【アイビスSD】ビリーバー 重賞奪取 主戦杉原も厩舎もオーナーも初タイトル

デイリースポーツ

2022年08月01日(月) 06:10

 ライバルを完封したビリーバー(手前)と杉原(撮影・園田高夫)

 「アイビスサマーダッシュ・G3」(31日、新潟)

 7番人気の7歳牝馬ビリーバーが、グイッと伸びて待望の重賞初制覇。デビュー12年目の杉原、開業28年目の石毛師、オーナーのミルファームにとってもうれしい初タイトルとなった。2着は2番人気のシンシティ、3着は14番人気のロードベイリーフ。また、注目された女性騎手対決は、藤田菜七子騎乗のスティクスが5着、今村聖奈騎乗のオヌシナニモノは15着に終わった。

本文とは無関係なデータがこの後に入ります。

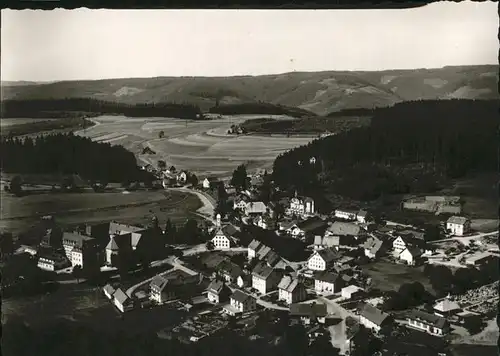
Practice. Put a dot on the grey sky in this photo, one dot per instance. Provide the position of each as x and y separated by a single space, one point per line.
94 44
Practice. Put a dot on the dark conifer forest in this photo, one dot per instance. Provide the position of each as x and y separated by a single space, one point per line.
45 108
68 154
408 148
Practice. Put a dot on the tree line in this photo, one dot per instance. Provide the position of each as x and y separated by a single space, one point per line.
45 108
68 154
408 148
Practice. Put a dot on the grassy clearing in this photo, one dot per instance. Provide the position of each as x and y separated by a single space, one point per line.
388 276
75 208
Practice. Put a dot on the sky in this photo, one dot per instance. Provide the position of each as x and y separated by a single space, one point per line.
97 44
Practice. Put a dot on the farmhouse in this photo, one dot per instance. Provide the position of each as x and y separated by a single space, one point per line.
253 247
351 291
224 237
240 303
373 318
327 282
429 323
108 291
291 290
410 255
363 216
373 247
218 292
122 301
264 278
159 291
52 262
343 229
458 225
229 271
446 308
346 214
255 208
301 206
310 312
322 260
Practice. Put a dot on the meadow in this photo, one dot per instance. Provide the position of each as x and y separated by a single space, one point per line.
203 147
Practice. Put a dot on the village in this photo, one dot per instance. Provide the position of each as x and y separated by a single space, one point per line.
282 261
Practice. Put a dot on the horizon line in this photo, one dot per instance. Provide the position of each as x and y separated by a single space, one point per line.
244 75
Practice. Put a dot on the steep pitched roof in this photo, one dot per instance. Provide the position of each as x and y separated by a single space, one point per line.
240 296
373 314
262 271
446 305
288 284
457 220
431 319
158 282
254 245
308 310
328 254
326 276
120 296
344 228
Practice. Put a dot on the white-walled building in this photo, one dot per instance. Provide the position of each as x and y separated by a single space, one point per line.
291 290
321 260
458 225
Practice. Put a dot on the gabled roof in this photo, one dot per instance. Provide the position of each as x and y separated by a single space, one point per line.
239 296
446 305
326 276
254 245
158 282
262 271
313 310
327 254
457 220
288 284
108 288
256 207
344 228
431 319
373 314
120 296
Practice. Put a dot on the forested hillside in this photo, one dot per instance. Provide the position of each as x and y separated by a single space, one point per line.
411 147
68 154
51 108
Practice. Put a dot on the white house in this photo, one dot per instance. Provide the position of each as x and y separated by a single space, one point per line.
224 237
291 290
239 303
253 247
321 260
410 255
399 245
158 290
458 225
217 292
264 278
122 301
327 283
373 318
255 208
346 214
351 291
429 323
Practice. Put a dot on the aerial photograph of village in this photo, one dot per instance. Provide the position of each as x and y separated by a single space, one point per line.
250 182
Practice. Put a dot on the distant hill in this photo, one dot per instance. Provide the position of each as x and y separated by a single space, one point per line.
317 92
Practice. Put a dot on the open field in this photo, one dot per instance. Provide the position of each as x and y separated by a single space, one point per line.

 真っ青な越後の夏空へ向けて、杉原の右手が力強く挙がった。信じる者、ビリーバー。馬はもちろん主戦も厩舎もオーナーも、みんなそろって重賞タイトルに手が届いた。まさに栄冠を信じた陣営による絆の勝利だ。

 鞍上が振り返る。「いつも以上にスタートが速かったし、理想通りのポジションを楽に取れました」。前から3列目。ラチ沿いを抑え切れないほどの手応えで追走した。「あとは前が開いてくれと」。その祈りが通じたか、ラスト200メートル過ぎでパッと視界が開けると、シンシティの内からグイッとひと伸び。最後は1馬身差をつけ、フィニッシュラインへ飛び込んだ。

 11年に藤沢和雄厩舎(22年2月末で解散)からデビューした杉原。多くの名馬を間近で見ながら努力を重ね、20代最後の夏に花開いた。「時間はかかりましたが、藤沢先生が引退されて、フリーとして心機一転。自分なりに何とかしようと思っていましたし、勝てたことは大きいです」。まだあどけなさを残す甘いマスクを崩した。

 開業28年目の石毛師にとってもうれしい重賞V。当初、1/2の抽選対象とあって「何とか出走させたかった」と願っていたが、ゲートインがかない、しかも16番の絶好枠。「うまくいく時はこんなものだね。関係者のみんなが努力してくれたおかげ」と目を細めた。

 30回目のコンビで初めてのお立ち台。主戦は「これからは重賞勝ち馬として頑張ってほしい」とエールを送った。次走は未定だが、サマーシリーズ続戦も視野に。ついに殻を破った人馬の夏はさらに熱くなるはずだ。